Today the answer is – you need to be both technician and marketer. You need the technical knowledge to be able to do your job and get results for your clients. You need to be able to communicate with your client about exactly how a solution will meet their needs. You need to be able to educate your client so they understand the advice you’re giving them and the impact of the decision they’re making.
But you also need marketing skills to be able to sell yourself and your business. If you don’t sell yourself, your client may not have faith in your advice. They need to understand who they’re working with and why, in order to develop the relationship and empathy that will allow you to understand what is driving the client and their needs. And of course, you want marketing skills to grow and develop your business.
As a profession we started to lose some of these skills with the introduction of Financial Services Reform (FSR) – which has only been compounded since the Future of Financial Advice (FoFA) reforms. Don’t get me wrong, FoFA is a good thing and it’s brought considerable improvement through its goals of equality, transparency, and client benefit. But that’s come at a cost, as many financial planners have, necessarily, focused on client data forms, disclosure, and a raft of legislation.
If we’re not careful we can become robotic, just ticking all the boxes and forgetting our bigger purpose. Or in marketing terms, our client value proposition - what we actually do for the client.
It’s about not losing sight of the wood for the trees.
It’s about change, too. Every business deals with change if it wants to thrive. It’s not always easy, which is why we provide coaching in this area. In the same way that financial planners coach their clients about finance.

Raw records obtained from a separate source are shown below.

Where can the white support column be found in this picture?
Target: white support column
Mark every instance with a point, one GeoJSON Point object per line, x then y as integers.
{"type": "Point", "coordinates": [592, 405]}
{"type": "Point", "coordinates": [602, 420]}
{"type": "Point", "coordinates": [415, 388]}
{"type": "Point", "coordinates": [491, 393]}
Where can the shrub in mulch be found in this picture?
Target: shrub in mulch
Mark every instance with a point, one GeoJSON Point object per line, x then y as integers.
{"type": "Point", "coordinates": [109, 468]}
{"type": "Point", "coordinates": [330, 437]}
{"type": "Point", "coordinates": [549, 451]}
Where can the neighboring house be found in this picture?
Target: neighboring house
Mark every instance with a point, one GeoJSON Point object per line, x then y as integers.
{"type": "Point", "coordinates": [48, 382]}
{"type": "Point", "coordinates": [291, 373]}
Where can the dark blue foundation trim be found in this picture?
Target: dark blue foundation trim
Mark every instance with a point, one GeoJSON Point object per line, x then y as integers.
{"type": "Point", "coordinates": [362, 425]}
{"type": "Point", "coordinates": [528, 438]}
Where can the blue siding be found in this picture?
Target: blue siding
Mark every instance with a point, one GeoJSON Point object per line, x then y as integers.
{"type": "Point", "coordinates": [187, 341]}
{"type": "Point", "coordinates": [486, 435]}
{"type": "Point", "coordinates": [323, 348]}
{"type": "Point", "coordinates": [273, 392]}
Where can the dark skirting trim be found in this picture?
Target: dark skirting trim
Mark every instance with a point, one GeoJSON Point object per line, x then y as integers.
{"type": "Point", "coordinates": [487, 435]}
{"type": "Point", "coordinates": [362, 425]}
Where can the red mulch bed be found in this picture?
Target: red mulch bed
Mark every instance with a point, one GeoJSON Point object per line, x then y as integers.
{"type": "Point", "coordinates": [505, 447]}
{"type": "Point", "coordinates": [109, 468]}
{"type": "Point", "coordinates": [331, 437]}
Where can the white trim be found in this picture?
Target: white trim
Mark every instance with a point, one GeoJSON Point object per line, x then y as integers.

Change can be frustrating, but it’s also rewarding. Those who are taking up this challenge are finding they’re developing closer relationships and enjoying their clients more. They’re able to work on their business, not just in it., They’re better off, and have improved their work/life balance.
Most people know what they need to do, but not always how. It’s not surprising, given running their own practice means they need to wear not just the financial planner hat, but also business manager, human resources consultant, and a number of others.
We can help these practices where they may be struggling.
Being open to change is the key. Today this is a fast-paced profession, so the change is rapid.